According to his estimates he shot over 2m photographs, taking an average of 100 a day, but he stated that figure some years back. He continued posting historical and new images each day on online platforms up to a short time before his passing, and had been planning to deliver a lecture on his life and work.Notable Projects
Tales from a rollercoaster career featured an expenses-shredding business class flight in 1991 to attend the funeral in India of the assassinated leader Rajiv Gandhi, where he fainted from heatstroke and pneumonia and was cooled down with ice that had been used to preserve the body.
His 1983 images of the at that time Labour party leader Neil Kinnock with his wife, Glenys, toppling into the tide on Brighton beach were carried across eight columns of a leading page, and are often reprinted as a hideous example of photo-opportunity hubris. His 2016 memoir, ... And Then the Prime Minister Hit Me, took the title from an exasperated John Major striking him with a rolled-up briefing paper.
Professional Highlights
He became the Times’ youngest ever staff photographer when he joined the paper in 1976, at the age of 26, and was based around the world for nearly a decade, including reporting of the end of the internal conflict in Rhodesia (now Zimbabwe). He eventually resigned over what he saw as censorship of his most powerful images of starvation in Africa.

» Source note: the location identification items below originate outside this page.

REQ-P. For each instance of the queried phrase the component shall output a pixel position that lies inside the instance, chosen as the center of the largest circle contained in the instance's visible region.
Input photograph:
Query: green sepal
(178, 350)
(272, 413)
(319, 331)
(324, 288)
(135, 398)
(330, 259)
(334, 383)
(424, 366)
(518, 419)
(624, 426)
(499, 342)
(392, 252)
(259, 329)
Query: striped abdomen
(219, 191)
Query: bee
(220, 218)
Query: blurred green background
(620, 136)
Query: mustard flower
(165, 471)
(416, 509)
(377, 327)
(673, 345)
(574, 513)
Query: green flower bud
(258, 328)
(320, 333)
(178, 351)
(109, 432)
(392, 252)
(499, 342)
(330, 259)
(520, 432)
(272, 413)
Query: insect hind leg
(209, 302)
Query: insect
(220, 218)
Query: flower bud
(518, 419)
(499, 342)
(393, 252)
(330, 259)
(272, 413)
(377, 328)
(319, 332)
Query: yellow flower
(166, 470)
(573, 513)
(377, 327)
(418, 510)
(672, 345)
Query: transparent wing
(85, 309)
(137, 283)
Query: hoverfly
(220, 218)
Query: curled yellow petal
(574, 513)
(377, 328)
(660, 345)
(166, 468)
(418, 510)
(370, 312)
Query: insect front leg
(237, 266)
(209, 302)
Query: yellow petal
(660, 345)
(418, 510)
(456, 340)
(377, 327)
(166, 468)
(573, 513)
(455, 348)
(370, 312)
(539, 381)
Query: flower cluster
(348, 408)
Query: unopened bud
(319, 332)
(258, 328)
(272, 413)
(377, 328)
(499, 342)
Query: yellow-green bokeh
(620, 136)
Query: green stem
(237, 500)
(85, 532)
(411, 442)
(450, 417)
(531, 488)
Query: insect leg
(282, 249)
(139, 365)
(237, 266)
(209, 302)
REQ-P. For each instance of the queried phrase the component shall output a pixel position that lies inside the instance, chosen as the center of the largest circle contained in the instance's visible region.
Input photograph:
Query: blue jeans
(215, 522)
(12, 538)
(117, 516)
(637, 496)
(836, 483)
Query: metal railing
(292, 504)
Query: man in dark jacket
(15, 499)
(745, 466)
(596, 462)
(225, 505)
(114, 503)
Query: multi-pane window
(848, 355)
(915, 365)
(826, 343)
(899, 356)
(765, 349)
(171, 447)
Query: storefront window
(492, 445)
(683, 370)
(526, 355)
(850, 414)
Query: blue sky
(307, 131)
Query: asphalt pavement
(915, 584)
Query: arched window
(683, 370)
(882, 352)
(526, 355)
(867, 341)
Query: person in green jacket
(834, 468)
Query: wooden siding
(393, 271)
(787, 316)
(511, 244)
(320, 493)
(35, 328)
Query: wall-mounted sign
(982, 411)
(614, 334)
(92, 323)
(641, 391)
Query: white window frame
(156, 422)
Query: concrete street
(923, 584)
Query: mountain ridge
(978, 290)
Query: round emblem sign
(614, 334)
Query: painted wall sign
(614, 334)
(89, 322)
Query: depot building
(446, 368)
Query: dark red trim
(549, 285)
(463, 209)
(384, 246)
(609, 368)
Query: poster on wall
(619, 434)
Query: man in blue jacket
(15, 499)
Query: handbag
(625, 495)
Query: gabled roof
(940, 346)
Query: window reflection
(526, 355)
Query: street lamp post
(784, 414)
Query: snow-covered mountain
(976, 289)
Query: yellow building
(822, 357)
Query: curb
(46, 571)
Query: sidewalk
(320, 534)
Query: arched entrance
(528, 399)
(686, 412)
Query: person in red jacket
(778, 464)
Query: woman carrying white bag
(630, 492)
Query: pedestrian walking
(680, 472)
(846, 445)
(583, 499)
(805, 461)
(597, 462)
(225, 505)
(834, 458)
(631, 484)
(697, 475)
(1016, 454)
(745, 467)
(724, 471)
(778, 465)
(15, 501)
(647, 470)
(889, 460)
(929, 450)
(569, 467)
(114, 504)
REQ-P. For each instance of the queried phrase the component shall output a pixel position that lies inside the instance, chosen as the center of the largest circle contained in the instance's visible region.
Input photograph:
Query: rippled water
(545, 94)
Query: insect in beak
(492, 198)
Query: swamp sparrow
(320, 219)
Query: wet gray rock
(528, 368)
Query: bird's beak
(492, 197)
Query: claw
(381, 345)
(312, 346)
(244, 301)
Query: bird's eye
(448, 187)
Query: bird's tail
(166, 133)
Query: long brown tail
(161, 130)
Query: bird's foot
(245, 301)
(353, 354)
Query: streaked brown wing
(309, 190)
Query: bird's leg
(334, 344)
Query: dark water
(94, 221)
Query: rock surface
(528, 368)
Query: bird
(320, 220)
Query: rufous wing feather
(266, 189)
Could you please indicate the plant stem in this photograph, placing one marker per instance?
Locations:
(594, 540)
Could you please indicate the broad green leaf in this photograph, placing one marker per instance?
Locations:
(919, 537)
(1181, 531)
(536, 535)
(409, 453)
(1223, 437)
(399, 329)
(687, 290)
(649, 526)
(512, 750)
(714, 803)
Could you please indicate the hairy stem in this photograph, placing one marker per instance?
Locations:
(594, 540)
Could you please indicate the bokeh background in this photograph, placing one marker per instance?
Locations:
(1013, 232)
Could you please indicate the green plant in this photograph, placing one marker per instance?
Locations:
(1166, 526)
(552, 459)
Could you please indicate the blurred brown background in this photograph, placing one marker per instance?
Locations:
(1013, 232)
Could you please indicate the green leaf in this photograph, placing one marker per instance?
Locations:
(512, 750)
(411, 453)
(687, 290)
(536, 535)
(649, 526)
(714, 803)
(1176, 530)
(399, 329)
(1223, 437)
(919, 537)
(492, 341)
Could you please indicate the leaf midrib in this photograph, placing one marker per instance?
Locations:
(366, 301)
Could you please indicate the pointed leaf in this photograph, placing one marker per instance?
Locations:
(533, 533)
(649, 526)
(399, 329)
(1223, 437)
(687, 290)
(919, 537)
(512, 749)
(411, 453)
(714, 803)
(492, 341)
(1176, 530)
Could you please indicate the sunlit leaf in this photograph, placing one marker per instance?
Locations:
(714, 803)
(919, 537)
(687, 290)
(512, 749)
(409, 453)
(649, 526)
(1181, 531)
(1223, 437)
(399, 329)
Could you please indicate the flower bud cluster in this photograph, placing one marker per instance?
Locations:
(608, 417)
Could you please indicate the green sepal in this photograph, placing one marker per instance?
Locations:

In 1986 Harris became chief photographer as the team was put together to launch a new newspaper. He was instrumental in shaping the style of journalistic photography that the paper was famous for, helping raise the bar for news photography and broadsheet design, in striking images filling front and back pages. Among numerous awards, he was honoured as the industry-recognised photographer of the year in 1990 for his work in the former Eastern Bloc recording the fall of communism.
He worked as a freelance after being let go in 1999, and significant projects thereafter included a year spent photographing cemeteries across the world in 2006 for the war memorial organisation, which resulted in an exhibition launched in London – where he gave a private viewing to the Queen and the Duke of Edinburgh – and a moving book, Remembered.
Early Life and Start
Harris was raised in east London, to Dorothy and Leonard Harris, an technician who later helped his son construct a darkroom in the garage. In the mid 1950s, the family relocated eastwards – and to a better area – to the Rise Park estate in Romford, Essex. Brian attended a local secondary modern school, learning practical skills in woodwork and metalwork, before departing at 16.
At a Fleet Street photo agency, he quickly advanced from delivery boy to photographer, and began his working life at east London local papers before progressing to major publications.
Peers and Impact
Other photographers, often outpaced by him, remembered his work as remarkable. Nick Turpin, who collaborated with him in the initial stages, described him as “a great and brave photographer”, an influence to a generation of young colleagues. Tim Dawson, a union representative, said he “transformed the possibilities of news photography during newspapers’ last golden age”.
Private World
In 2001 Harris made contact through a website with Nikki Bertroya, whom he had initially encountered as a three-year-old in infant school, and they became close companions through his remaining years. After receiving his terminal diagnosis, they embarked on a road trip in Europe, sharing sunny images of fine dining and quality drinks, and returning to significant sites including Dresden and Ypres.
His last task, finished a few weeks before his death, was to transfer his vast archive of five decades of work to a permanent home. Among his preferred historical photos he reflected on a youthful Harris consuming generous servings of wine with the actor Helen Mirren: “What a blessed life I’ve had – no remorse and no ‘Must Do’s’”.
He was married twice, both marriages ended in divorce.
He is survived by Nikki, his son Jacob, from his second marriage, Nikki’s daughter, Holly, and by his sister, Jan.